This article provides an architectural approach for preparing Azure landing zone subscriptions for a scalable, enhanced-security deployment of Azure Synapse Analytics. Azure Synapse, an enterprise analytics service, combines data warehousing, big data processing, data integration, and management.
The article assumes that you've already implemented the platform foundation that's required to effectively construct and operationalize a landing zone.
Apache®, Spark, and the flame logo are either registered trademarks or trademarks of the Apache Software Foundation in the United States and/or other countries. No endorsement by The Apache Software Foundation is implied by the use of these marks.
Architecture
Download a Visio file of this architecture.
Dataflow
- The core component of this architecture is Azure Synapse, a unified service that provides a range of functions, from data ingestion and data processing to serving and analytics. Azure Synapse in a Managed Virtual Network provides network isolation for the workspace. By enabling data exfiltration protection, you can limit outbound connectivity to only approved targets.

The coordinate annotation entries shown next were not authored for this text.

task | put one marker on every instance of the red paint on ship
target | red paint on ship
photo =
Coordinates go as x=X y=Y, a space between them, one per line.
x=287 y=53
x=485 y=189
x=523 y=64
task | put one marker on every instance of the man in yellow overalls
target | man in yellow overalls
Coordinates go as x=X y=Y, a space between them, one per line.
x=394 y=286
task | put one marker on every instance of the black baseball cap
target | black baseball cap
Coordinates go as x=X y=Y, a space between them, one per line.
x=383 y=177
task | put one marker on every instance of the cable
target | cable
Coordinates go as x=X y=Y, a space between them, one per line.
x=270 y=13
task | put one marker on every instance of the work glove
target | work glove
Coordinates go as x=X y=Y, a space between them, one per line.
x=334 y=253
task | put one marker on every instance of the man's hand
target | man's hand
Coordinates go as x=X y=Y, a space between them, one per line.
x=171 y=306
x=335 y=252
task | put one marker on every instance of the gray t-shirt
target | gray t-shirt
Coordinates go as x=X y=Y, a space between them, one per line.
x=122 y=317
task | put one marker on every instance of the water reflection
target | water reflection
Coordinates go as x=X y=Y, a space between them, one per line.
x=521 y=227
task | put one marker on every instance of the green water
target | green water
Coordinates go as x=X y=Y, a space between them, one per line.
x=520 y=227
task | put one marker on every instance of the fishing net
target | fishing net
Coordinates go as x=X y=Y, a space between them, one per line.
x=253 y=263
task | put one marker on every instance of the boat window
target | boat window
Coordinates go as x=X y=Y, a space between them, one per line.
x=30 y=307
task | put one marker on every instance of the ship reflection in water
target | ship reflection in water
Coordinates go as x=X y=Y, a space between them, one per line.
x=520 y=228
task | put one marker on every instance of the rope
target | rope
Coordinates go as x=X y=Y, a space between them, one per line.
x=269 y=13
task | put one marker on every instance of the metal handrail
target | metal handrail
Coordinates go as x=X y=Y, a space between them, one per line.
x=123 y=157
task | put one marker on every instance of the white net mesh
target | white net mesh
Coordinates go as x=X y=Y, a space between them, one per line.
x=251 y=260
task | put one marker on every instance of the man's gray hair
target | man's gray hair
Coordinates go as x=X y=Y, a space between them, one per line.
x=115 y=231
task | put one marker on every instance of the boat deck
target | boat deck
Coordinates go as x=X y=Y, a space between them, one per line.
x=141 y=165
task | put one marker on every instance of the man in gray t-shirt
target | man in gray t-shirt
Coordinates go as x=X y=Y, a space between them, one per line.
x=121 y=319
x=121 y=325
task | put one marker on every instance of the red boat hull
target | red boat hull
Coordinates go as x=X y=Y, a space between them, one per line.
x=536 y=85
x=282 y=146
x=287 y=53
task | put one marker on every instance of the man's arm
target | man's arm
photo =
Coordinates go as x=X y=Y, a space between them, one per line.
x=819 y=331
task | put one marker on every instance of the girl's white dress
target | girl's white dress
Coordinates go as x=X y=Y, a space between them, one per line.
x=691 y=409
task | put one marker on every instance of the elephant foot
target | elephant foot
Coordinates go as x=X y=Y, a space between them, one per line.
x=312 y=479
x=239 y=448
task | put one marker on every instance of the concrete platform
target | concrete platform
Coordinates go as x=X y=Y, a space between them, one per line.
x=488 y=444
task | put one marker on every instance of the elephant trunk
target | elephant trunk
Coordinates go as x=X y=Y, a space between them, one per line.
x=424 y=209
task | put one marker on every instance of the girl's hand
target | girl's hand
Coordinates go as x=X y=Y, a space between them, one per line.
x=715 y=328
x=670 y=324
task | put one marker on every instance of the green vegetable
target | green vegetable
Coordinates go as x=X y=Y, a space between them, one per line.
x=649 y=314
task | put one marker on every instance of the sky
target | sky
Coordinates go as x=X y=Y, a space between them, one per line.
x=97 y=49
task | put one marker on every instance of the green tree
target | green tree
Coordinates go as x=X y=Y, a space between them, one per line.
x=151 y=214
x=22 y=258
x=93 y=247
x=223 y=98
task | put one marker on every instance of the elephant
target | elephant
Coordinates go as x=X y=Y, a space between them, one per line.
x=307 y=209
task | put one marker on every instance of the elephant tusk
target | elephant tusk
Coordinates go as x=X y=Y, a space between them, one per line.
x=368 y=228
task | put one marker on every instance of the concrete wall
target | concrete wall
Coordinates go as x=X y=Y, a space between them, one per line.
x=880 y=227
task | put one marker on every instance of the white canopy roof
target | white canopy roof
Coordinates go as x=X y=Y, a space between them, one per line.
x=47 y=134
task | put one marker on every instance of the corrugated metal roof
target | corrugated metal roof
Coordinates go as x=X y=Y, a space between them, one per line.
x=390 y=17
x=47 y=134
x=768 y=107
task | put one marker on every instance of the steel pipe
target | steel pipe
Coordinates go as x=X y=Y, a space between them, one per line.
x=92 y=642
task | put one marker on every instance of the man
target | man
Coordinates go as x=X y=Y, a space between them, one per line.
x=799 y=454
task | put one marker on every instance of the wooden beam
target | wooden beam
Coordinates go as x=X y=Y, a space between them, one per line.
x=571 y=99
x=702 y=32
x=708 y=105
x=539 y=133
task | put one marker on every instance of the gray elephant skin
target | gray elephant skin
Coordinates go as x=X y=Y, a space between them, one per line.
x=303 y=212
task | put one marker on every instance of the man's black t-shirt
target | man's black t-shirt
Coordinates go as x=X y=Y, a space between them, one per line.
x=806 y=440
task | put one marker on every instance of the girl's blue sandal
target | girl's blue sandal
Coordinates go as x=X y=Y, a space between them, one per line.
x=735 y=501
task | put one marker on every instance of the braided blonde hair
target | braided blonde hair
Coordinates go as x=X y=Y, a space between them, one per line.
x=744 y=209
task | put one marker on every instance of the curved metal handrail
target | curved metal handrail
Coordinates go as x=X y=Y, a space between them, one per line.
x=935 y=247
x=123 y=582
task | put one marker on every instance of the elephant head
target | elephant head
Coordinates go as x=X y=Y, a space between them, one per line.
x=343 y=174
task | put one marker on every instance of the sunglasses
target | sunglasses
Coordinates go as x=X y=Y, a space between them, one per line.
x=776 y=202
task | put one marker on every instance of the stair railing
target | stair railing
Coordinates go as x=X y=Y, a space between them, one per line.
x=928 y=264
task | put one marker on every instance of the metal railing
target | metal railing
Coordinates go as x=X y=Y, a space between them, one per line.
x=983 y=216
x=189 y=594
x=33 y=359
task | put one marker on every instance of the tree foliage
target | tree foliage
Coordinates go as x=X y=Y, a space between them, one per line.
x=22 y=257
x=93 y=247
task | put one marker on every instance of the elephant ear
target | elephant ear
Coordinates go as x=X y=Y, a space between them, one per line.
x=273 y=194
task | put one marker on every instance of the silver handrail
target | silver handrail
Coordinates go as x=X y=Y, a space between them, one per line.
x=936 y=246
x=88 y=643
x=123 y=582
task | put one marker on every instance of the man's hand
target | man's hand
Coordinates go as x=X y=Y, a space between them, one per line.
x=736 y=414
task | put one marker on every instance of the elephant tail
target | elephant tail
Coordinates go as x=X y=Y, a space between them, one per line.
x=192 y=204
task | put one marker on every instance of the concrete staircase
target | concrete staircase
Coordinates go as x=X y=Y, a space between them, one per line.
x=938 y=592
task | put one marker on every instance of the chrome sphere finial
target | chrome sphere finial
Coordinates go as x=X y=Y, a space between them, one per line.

- Azure Synapse resources, the Azure integration runtime, and Spark pools that are located in the Managed Virtual Network can connect to Azure Data Lake Storage, Azure Key Vault, and other Azure data stores with heightened security by using Managed private endpoints. Azure Synapse SQL pools that are hosted outside the Managed Virtual Network can connect to Azure services via private endpoint in the enterprise virtual network.
- Administrators can enforce private connectivity to the Azure Synapse workspace, Data Lake Storage, Key Vault, Log Analytics, and other data stores via Azure policies applied across data landing zones at the management group level. They can also enable data exfiltration protection to provide enhanced security for egress traffic.
- Users access Synapse Studio by using a web browser from a restricted on-premises network via Azure Synapse Private Link Hubs. Private Link Hubs are used to load Synapse Studio over private links with enhanced security. A single Azure Synapse Private Link Hubs resource is deployed in a Connectivity subscription with a private endpoint in the hub virtual network. The hub virtual network is connected to the on-premises network via Azure ExpressRoute. The Private Link Hubs resource can be used to privately connect to all Azure Synapse workspaces via Synapse Studio.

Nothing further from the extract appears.